DENVER – A few numbers worth noting from the Broncos’ first defeat since October, a 41-23 thrashing to the New England Patriots here Sunday:
9-5: The demarcation point of the Broncos’ opponents and their results. Denver is 0-3 against teams with nine or more wins, losing those games by an average score of 45-19, with none closer than the 18-point margin Sunday. Against their opponents who have records of 8-6 or worse, the Broncos are 8-3 and haven’t lost by more than three points.
The good news? Denver’s next two games are against 5-9 Buffalo and 6-8 Kansas City. The bad news? If the Steelers or Ravens win once and the Texans defeat the 1-13 Colts on Thursday night, the Broncos can do no better than the fourth seed in the playoffs and are locked into a wild-card date with a team with at least 10 wins already if they hang on to win the AFC West.
27: Consecutive points scored by the Patriots in turning a 16-7 deficit into a 34-16 advantage. Runs like these have been a problem against the playoff-caliber teams Denver has faced this year; the Broncos allowed 28 consecutive points to the Packers and 45 to the Lions.
3-4: The Broncos’ record at Sports Authority Field at Mile High this season, which ensures that they will not have a winning home mark for a fourth consecutive season. Since their last playoff and division-winning season of 2005, the Broncos have logged just one winning home record (5-3 in 2007) and are 23-24 at home, just two games worse than their 21-26 road mark.

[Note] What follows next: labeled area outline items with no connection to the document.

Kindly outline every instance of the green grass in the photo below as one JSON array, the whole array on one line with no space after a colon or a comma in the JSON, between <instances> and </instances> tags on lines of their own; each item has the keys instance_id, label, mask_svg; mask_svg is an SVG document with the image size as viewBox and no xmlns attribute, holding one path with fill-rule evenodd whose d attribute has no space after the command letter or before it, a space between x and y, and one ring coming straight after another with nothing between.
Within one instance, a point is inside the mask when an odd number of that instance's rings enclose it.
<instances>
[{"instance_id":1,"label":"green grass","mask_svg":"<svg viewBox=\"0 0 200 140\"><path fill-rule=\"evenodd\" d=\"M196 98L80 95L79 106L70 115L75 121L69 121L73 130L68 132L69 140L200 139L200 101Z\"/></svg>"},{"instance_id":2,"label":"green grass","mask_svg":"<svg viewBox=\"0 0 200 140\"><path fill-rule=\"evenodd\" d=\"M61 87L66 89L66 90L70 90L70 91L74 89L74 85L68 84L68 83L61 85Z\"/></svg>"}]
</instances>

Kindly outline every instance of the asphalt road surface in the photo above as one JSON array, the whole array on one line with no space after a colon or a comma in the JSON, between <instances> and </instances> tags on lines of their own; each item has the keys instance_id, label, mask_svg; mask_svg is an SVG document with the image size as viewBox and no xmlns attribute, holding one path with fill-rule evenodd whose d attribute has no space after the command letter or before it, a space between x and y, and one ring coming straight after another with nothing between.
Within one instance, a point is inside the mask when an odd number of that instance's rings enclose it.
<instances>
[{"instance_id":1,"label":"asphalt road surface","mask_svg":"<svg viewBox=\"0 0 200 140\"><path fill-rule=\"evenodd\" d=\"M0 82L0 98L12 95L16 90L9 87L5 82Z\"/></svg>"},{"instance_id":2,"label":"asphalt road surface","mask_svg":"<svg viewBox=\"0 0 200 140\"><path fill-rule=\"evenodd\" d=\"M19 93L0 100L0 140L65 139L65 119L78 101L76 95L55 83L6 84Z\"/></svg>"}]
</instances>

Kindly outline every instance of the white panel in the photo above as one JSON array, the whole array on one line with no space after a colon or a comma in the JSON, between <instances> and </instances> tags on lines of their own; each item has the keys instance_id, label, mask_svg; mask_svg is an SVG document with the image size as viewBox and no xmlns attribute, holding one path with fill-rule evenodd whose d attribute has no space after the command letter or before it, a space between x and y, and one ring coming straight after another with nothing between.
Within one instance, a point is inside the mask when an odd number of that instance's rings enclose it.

The last time prior to 2008-11 that the Broncos went four seasons without a winning home mark was 1971-74, which included home records of 2-4-1 (1971), 3-4 (1972) and 3-3-1 (1973 and 1974). In 1975, the Broncos went 5-2 at Mile High Stadium and began a 24-year streak of consecutive non-strike seasons without a losing record at home (they went 1-4 at Mile High Stadium during the strike-shortened season of 1982).
Minus-3: The Broncos’ turnover margin Sunday, which matches the 45-10 Week 8 loss to Detroit for the worst of the season and the Tim Tebow era.
“The reality is, we’re not at the stage where we can overcome minus-3,” Broncos coach John Fox said after the game.
To be honest, the Broncos might not ever reach that stage. Denver is now 10-83-1 all-time when it has a turnover margin of minus-3 or worse and has lost 14 consecutive games when hitting that dubious mark. Fox’s teams are 0-17 at minus-3 or worse in turnover margin, including one such loss in each of his playoff seasons.
League-wide, teams with minus-3 or worse turnover margins are 1-34 this season. Only the Arizona Cardinals were able to overcome that statistic; in a 21-19 win over the 49ers last week, they overcame a minus-3 margin.
252: Rushing yards for the Broncos on Sunday, the most they’ve ever amassed in a defeat.
Prior to Sunday, 250 ground yards was a guarantee of a Broncos victory; they were 16-0 when hitting that milestone, a run that included the 39-carry, 299-yard performance at Oakland in Week 9 that represented the Broncos’ fourth-best rushing day all-time and their best since Nov. 26, 2000.
Sunday’s tally was the 16th-best in franchise history.
The Broncos became just the fifth team league-wide since 2003 to lose with at least 250 rushing yards — but the second team in the last two weeks. The Vikings fell 34-28 at Detroit last week in spite of rushing for 269 yards.
Including Sunday’s loss, teams that rush for at least 250 yards are 79-5 since the start of the 2003 season.
8.13: Denver’s average per rush Sunday, the fourth-highest figure in franchise history. The Broncos are 1-3 all time in their four best per-carry days.
11-of-22: Tim Tebow’s completion ratio Sunday. He has completed at least 50 percent of his passes in four consecutive games after hovering below 50 percent in his first five starts this season.
Tebow has completed 53.7 percent of his passes in his last four starts — not great, but much better than his 45.2 percent figure in his first five starts this season.